Can you support people without supporting a platform?

Just some questions that are running through my head as I start my 5 day training on everything Apple.

9 Comments

  1. We should support people not platforms. I used to think students should adapt to the platform the school established. Then back in November, during a break between sessions at TEDxEDU.cn, Julie Lindsay changed my thinking. She put two ideas into my head. That a one-to-one laptop program should allow students to use their preferred computers not the school’s. And the design of the one-to-one laptop program should be driven by the students’ needs not the tech department’s. Those were my best take-aways from TEDxEDU.com. Now my IT manager and I are talking about ways we can support students first and let the platform follow.

    • I agree…and schools find ways to put the platform over people.

      – They won’t have the same software
      – We’ll have to support multiple machines/platforms

      They are legit concerns and I get that. I wonder how many schools have students being the main point on their adoption teams rather than teachers and administrators?

      • You nailed it. Those are the big issues/obstacles we are discussing. Regarding the software, we’re looking at a one-to-one program based on the idea that students bring the hardware, we bring the software. They come to school with the laptop of their choice and we install in it our standard suite of software. To make this work efficiently, we’re aiming to support one make of a Windows-based laptop and MacBooks, because supporting multiple machines would be too inefficient in many ways. At least that’s where we are now.

        I like this approach because it shifts our financial load away from hardware and to software. That’s a good move because hardware doesn’t improve learning software does. And it removes the problem that Tim mentioned — no diversity. A kid in a classroom with different computers customized for different work flows can compare and see the advantages and drawbacks of different set ups. That kind of classroom facilitates curiosity and stimulates decision making about the best tools for problem solving and creativity.

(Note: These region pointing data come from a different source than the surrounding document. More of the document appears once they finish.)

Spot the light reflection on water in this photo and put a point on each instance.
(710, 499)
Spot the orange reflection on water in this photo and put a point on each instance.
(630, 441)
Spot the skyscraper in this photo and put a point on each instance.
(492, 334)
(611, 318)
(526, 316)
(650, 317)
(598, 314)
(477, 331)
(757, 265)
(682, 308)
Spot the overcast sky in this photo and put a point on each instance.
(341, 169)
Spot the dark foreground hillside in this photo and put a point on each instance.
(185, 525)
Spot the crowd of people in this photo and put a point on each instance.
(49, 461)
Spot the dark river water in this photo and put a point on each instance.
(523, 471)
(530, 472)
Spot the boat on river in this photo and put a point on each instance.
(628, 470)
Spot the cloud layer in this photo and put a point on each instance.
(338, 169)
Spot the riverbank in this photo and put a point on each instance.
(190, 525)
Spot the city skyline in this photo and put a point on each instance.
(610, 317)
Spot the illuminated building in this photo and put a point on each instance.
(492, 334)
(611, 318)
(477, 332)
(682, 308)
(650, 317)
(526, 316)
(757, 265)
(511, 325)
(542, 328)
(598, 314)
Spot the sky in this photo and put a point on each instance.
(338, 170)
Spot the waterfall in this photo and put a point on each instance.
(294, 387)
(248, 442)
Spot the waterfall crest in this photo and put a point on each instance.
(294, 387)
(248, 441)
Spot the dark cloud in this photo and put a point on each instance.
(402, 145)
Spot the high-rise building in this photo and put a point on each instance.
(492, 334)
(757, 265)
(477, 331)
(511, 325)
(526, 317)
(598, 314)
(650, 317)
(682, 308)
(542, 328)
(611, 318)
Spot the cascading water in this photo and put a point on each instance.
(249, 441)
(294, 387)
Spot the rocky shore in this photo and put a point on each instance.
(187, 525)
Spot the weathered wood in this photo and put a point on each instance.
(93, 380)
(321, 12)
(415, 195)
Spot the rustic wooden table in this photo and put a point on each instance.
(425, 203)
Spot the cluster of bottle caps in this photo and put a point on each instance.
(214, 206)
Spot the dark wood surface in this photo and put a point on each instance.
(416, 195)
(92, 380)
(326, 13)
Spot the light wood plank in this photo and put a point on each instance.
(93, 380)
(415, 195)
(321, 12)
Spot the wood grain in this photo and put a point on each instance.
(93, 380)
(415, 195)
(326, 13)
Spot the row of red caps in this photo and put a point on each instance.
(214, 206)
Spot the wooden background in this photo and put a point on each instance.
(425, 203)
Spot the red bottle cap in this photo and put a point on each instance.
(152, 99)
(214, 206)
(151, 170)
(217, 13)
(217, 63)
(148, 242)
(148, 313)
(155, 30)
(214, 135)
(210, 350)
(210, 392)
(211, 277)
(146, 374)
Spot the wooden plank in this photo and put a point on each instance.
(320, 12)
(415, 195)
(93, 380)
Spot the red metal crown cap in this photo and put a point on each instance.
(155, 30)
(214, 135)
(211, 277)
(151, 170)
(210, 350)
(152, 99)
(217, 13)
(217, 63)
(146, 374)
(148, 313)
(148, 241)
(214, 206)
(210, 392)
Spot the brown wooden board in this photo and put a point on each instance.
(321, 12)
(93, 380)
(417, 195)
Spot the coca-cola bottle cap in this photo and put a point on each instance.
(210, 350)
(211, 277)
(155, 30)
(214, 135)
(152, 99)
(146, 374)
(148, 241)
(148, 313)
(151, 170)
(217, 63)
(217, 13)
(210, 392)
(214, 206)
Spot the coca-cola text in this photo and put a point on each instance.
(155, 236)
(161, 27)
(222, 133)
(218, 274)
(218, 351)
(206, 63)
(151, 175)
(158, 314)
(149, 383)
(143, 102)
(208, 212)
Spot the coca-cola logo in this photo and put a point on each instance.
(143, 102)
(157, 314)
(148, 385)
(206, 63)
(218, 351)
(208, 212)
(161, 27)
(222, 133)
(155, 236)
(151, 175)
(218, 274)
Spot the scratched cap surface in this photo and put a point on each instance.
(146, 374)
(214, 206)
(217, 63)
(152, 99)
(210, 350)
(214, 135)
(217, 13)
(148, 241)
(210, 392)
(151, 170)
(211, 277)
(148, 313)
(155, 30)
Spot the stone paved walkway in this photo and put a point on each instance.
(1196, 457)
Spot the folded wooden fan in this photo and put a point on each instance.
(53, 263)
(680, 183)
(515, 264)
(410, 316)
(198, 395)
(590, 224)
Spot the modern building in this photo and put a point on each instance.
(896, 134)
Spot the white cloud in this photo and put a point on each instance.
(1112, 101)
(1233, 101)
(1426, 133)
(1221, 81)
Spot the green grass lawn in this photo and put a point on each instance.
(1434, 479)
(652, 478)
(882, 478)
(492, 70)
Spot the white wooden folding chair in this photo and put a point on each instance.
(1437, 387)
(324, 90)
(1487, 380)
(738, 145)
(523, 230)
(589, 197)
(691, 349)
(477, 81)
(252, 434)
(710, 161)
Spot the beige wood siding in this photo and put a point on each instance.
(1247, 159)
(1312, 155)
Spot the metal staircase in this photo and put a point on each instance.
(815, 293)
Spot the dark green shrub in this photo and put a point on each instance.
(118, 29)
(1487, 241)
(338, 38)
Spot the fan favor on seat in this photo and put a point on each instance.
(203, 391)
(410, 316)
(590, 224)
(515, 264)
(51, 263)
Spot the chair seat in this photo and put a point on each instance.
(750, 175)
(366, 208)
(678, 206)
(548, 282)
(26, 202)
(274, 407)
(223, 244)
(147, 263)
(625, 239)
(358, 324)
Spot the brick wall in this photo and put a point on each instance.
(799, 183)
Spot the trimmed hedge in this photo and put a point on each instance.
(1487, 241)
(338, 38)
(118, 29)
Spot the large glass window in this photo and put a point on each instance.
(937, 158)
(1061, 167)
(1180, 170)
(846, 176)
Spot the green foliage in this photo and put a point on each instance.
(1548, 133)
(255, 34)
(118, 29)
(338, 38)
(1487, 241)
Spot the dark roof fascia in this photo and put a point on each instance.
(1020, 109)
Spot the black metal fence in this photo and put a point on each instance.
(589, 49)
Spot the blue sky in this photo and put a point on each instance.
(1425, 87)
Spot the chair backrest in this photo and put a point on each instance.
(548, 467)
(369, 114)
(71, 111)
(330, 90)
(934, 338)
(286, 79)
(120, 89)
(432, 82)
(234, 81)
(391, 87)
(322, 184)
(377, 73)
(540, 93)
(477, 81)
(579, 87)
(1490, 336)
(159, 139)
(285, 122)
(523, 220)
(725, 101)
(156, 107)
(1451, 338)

But it can get messy, inefficient. Maybe so much so that it isn’t worth it. A simple one-platform environment handed to the students would allow everyone to just focus on their core subject areas. I see the benefit of that too.

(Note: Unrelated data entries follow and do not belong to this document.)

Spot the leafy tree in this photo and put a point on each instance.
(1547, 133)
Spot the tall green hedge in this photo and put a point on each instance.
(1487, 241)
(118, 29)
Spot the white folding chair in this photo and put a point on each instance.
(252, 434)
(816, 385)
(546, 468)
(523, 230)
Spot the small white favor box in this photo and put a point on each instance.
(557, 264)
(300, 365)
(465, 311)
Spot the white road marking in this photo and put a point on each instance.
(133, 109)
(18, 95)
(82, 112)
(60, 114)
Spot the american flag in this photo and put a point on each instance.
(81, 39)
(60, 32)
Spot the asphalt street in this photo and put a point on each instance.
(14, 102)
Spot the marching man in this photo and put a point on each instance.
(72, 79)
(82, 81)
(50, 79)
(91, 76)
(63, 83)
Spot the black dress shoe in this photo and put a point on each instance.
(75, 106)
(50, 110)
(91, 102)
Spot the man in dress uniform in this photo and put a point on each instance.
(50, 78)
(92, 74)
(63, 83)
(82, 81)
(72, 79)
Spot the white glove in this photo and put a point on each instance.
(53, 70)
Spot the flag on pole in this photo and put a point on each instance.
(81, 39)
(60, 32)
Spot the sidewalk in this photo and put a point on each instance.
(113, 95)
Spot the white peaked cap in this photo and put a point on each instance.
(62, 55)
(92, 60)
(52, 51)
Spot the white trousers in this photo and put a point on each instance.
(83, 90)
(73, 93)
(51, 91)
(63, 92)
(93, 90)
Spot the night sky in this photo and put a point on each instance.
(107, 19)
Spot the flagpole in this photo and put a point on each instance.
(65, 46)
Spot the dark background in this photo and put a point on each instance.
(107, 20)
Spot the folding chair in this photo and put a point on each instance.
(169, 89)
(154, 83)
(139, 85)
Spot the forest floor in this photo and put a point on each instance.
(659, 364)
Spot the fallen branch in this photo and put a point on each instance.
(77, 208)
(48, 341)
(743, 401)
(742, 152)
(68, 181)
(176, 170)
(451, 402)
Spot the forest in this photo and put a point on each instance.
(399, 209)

        Is this you-bring-the-hardware, we-bring-the-software idea impractical or just crazy?

        • An interesting approach and I’ll be watching as you role it out. I like giving students the choice of platform. I completely understand where schools are coming from in supporting dual platforms at schools. It’s hard, it’s costly, and can be frustrating. But if you have common software on all machines, the OS really doesn’t matter.

  2. I believe people over platforms. Although I applaud the work that companies such as Apple and Google (and others) do for education (such as the Apple Distinguished Educator and Google Certified Teacher programs) I am always cognizant of the fact that their bottom line is the bottom line. Apple wants people to use Apple; Google wants people to use Google, even when the platform is not necessarily the best for a specific educational need. And that’s OK – that’s their job. Ours as educators is to pick the best for our students.

    • I agree and how do we help spread that message? Our job is to know what tools to pick, what best fits in the curriculum. I, like you, applaud Apple and Google and what I was trying to start with Wetpaint.com and their wiki program before they shut it down. Give educators the training, and allow them to choose the right tool for the job.

      Is it OK for teachers to choose a school they are going to teach at based on platform?

      Is it OK for parents/students to choose a school they will attend based on platform?

      I worry when I hear people say we HAVE to be this, or we HAVE to use that. I worry we start to put blinders on based on platform rather than student need.

  3. Sometimes, when the Open Source folks are beating me on the head, I think that my support of Apple in the classroom is a doomed strategy, especially in a school district that thinks “low bid is the go bid.”
    And, I try my best to see the advantages of Windows or Linux.

    But…

    It is not as easy as saying this platform is better than that platform.
    What happens is that schools make the choices for kids, so kids don’t get to see the advantages of one platform over another. In a school of all PCs, how can a kid experience iMovie, or Garageband, or iPhoto over Windows Movie Maker or Photostory? In an all PC or all Mac or all linux environment, there is no place to compare.

    Yes, I know we are SUPPOSED to just be teaching a process, how to use product to create content, but if students are not given the choice, then how are they supposed to be able to make informed decisions?
    And how do you really say that Kinder students should be able to make a choice?

    I have been beating my head against a wall for years about allowing Macs into my district, which decided that cheap is better a few years back.

    Tim

  4. Perhaps the days of worrying about a platform are coming to an end. As more and more applications are available online and we sign up for external applications and resources for our students perhaps the days of platform preference are numbered. This does assume that all the students are using the same applications. If students encounter problems on a PC with a Mac trained teacher who is showing them how to use imovie, what then?

    Of course online applications will depend on a school having fast enough infrastructure and net access to do this.

    If a school allows an integrated platform approach perhaps there needs to be a different view of the responsibility of the computers in the school. As computers become more stable it may be down to application knowledge and some machine maintenance. Maybe that can be placed on the students/parents more rather than a school’s IT department. Student groups could be set up to support all systems. If the expectation comes back to the school to be able to fix problems, then it may come down to the training the IT staff have. The school has to also decide on their teachers, the skills they have that they may look for when hiring or that they give them through training.

    A technically competent person looks at different computers and doesn’t worry too much about all of the different applications they are using. A teacher with a small amount of computer ability would look at the same situation differently. They should also be catered for.

    • I believe that as cloud computing continues to improve and as we get faster more reliable cloud connections via cell phones and WiFi that it will become the common platform. The web browser is the common software on all devices today. Whether cell, iPad, laptop, or desktop. It goes across devices big and small. I’m excited to see where the cloud takes us.